A mí concretamente podría derrotarme incluso a un pulso. O con un escupitajo. Está tan cerca de mí que alargando un brazo no solo podría tocarla, sino abrazarla... Y eso significa que su perfume vuelve a darme un guantazo de realidad.

No lo ha cambiado. Es el mismo perfume fresco de siempre... Burberry Women, eau de toilette, en un paquete de cien mililitros, por treinta y dos con noventa y nueve...

¿Qué? No os podéis hacer una idea de cuántas veces me colé en su habitación para colocarme con ese olor.

Concretando... Más de las que me colé para darle alegría al nene.

—¿Es eso una especie de reto? ¿Quieres que te ponga a prueba?

Ella medio sonríe.

—¿Te sabes de memoria las preguntas del Trivial?

Claro que sí... Y me sé de memoria todos los lunares que tienes, y las veces que te pasas el peine por el pelo antes de que te quede como te gusta, y la lista de bebidas con gas que te caen mal en el estómago, y el número de «qué te pasa» que tengo que repetir antes de que descruces los brazos y me lo cuentes. Y tú, en cambio, ya no sabes nada. No te acuerdas de nada. Ni siquiera de mi voz.

Aunque no necesariamente debe ser algo terrible, ¿no? A fin de cuentas, pasaré la noche en París para no tener un accidente automovilístico y mañana volveré a casa, a Múnich, con mi aburrido trabajo y mi competente follamiga. La semana que viene, con suerte, me olvidaré de que Lana Douves está ciega y no me reconoce.
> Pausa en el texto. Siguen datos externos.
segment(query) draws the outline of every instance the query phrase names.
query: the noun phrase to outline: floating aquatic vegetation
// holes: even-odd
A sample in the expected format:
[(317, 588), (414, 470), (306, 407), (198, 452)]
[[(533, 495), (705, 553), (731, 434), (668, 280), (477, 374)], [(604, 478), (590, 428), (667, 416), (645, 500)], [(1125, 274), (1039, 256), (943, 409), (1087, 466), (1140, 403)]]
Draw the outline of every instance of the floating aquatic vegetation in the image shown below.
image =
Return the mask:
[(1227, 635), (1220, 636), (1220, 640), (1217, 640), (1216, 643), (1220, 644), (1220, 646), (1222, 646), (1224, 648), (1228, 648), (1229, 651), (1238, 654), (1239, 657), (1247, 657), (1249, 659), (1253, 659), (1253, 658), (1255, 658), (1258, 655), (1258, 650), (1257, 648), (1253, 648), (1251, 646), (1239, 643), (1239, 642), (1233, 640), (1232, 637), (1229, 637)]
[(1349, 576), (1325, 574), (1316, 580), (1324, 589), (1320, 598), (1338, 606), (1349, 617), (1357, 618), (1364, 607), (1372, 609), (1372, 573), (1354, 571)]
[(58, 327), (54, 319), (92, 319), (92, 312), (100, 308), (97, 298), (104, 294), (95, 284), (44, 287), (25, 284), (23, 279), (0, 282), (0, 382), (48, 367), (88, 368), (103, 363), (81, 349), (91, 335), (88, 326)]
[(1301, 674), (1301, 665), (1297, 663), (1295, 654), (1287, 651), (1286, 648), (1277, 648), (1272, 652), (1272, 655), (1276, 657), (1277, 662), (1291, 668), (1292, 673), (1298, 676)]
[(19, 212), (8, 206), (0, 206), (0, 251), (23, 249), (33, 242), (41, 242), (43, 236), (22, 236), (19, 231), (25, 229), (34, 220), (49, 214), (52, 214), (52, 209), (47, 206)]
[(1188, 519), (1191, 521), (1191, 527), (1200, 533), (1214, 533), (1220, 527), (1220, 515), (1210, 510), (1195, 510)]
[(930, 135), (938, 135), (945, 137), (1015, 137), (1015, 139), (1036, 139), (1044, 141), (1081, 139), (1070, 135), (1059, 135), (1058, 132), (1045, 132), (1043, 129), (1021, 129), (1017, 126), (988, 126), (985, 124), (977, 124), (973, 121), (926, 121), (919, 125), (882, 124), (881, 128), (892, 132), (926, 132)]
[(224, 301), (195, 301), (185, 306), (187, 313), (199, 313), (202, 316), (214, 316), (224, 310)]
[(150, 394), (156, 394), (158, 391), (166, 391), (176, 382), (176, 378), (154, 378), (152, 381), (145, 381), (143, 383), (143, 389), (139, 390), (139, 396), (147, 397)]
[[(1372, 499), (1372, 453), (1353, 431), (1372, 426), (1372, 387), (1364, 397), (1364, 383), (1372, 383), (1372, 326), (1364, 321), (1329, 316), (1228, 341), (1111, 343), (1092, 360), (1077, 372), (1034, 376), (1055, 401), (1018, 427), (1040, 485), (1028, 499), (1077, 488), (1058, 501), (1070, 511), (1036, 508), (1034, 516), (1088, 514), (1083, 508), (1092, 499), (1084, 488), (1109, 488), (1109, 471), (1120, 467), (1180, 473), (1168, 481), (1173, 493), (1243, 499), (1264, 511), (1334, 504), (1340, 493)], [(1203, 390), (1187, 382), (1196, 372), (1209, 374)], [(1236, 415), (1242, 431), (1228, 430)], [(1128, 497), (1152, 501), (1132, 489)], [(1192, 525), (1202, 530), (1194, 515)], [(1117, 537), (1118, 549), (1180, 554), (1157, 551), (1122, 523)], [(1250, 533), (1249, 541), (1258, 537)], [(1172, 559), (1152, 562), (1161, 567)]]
Creo que podríamos empezar a contar las veces que he pensado en su ceguera, y tal vez monetizarlas. O al menos le pondría precio a la palabra —«ciega»— si las ganancias fueran para mí, pero no pienso pagaros porque el shock me impida concentrarme en otra cosa.

En fin... Imaginaos si eso de la minusvalía es preocupante como para que no le esté mirando el escote.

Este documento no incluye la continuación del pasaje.